# In class exercises - Intro to Pandas Series and DataFrames

## Import libs

In [None]:
import pandas as pd
import numpy as np
import matplotlib.pyplot as plt

# get and store current file path for file i/o later on in tutorial
import os
cwd = os.getcwd()

## First import 'response_time_data.csv' data file
* Contains RTs from 800 trials of a simple detection task from each of 20 subjects
* Organizing into a DataFrame and then saved out in csv format
* The index (row) and column labels are encoded in the csv file, so you'll need to read those in explcitly
* Make sure to have a look at the DataFrame - use the df.head() function

In [None]:
file_name = cwd + '/response_time_data.csv'

# because the row and column labels are already specified, set index_col and header = 0
df = pd.read_csv(file_name, index_col=0, header=0)
df.head()

## Now have a look at the data using built in Padas functionality
* Check out the max/min of each row, standard deviation, percentiles, etc.

## Are there missing values (NaNs) in the data?
* one way: use the np.isnan(df) method from numpy
* combine with np.sum to count the number of NaNs for each subject...

## After you've found the NaNs for each subject, check out this function:
[pandas.DataFrame.interpolate](https://pandas.pydata.org/pandas-docs/stable/generated/pandas.DataFrame.interpolate.html#pandas.DataFrame.interpolate)

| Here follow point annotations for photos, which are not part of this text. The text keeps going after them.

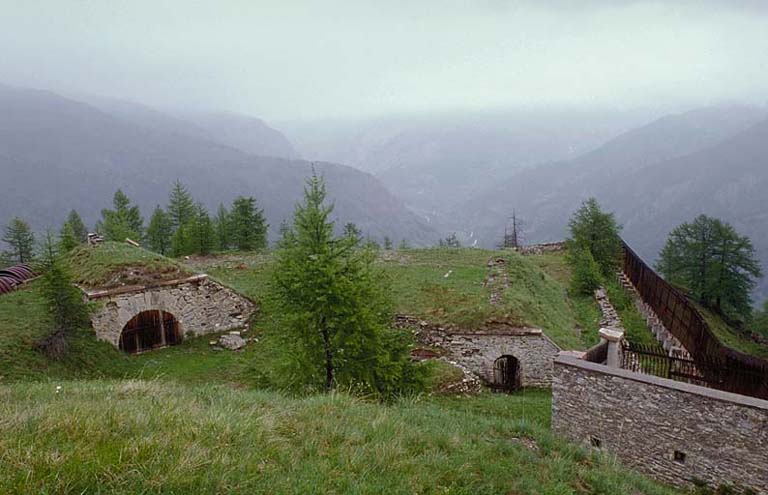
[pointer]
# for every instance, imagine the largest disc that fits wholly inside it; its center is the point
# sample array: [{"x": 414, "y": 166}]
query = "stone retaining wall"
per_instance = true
[
  {"x": 672, "y": 431},
  {"x": 199, "y": 304}
]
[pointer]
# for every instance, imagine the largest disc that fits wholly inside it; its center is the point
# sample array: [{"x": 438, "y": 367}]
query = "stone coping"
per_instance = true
[
  {"x": 97, "y": 294},
  {"x": 568, "y": 360}
]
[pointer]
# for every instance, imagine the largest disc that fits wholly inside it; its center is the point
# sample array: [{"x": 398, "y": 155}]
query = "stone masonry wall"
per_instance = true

* Use this function to interpolate the missing values for each subject (do not interpolate across subjects!)
* Just use linear interpolation...
* reassign to a new df without any NaNs (that is, after you've interpolated across any NaNs)
* Make sure that your new df indeed doesn't have any NaNs in it!

## You can explore the "Missing Values" page for Pandas to figure out other ways of filling in missing values (or outliers)

[page is here](https://pandas.pydata.org/pandas-docs/stable/missing_data.html#missing-data)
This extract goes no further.